NB: при социализме про детскую заболеваемость и тем более про импорт — ни слова; заменить патриотическим воспитанием.
При всех режимах вас приглашают зайти; угощают чашечкой кофе (при царизме и социализме — чаю), на прощание горячо жмут руку; при царизме и социализме положительную резолюцию доставляют по месту работы.
Два — едете в любую, по вашему выбору, типографию, объясняете содержателю: 32 печатных листа в 12-ю долю, четыре гравюры, бумага первого сорта, тираж 10 000, — в какую сумму обойдётся издание? Он говорит, допустим: двадцать тысяч. Только для вас. Гравюры надо заказывать в Англии; доставка, растаможка, то да сё. Вы отвечаете: двадцать пять. Но без предоплаты. А по ходу реализации.
Типографщик — это не должно вас удивить — изъявляет непритворную радость и благодарит за доверие.
NB: при социализме о надбавке, равно и о кредите не может быть и речи; да и весь этот пункт ни к чему: переговоры ведутся с издательством; в наше же непростое — типографщику надо предъявить гарантийное письмо из РЖД или РПЦ или мэрии (см. выше). Без этого радость типографщика не будет непритворной. А впрочем, вам на него при любом общественном строе — плевать.
Три — берёте записную книжку, мобильник и обзваниваете избранных (вами) авторов — кого хотите — какие нынче модные имена? Бенедиктов? Кукольник? Даль? Добавить солидных — Вяземского, Одоевского. С иногородними — Баратынским, Языковым, Ростопчиной — связаться по e-mailу. Опросить переводчиков: над чем работаете? Профессоров — насчёт статей. Ну и приятелям — циркулярное: налетай!
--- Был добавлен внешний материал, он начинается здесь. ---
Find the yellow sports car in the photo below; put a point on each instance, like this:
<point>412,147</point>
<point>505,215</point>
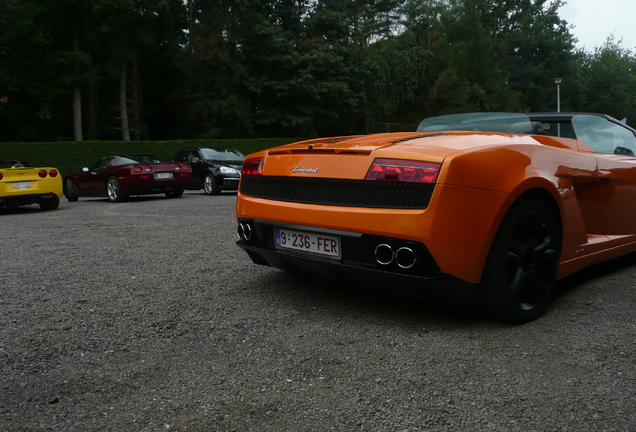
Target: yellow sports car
<point>23,185</point>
Доставленные рукописи сложить, обернуть, перевязать бечёвкой, отослать в типографию.
Вот, собственно, и всё.
10 000 экз по 20 р. = 200 000;
25 000 — как обещано, г. Фишеру (чья типография);
25 000 — попечителю детской больницы № 1 в собственные руки.
Авторам — по экземпляру в зубы — примерно 800 р.
Подарочные экземпляры влиятельным лицам, почётным особам, нужным людям, лит. критикам — ещё на 2000.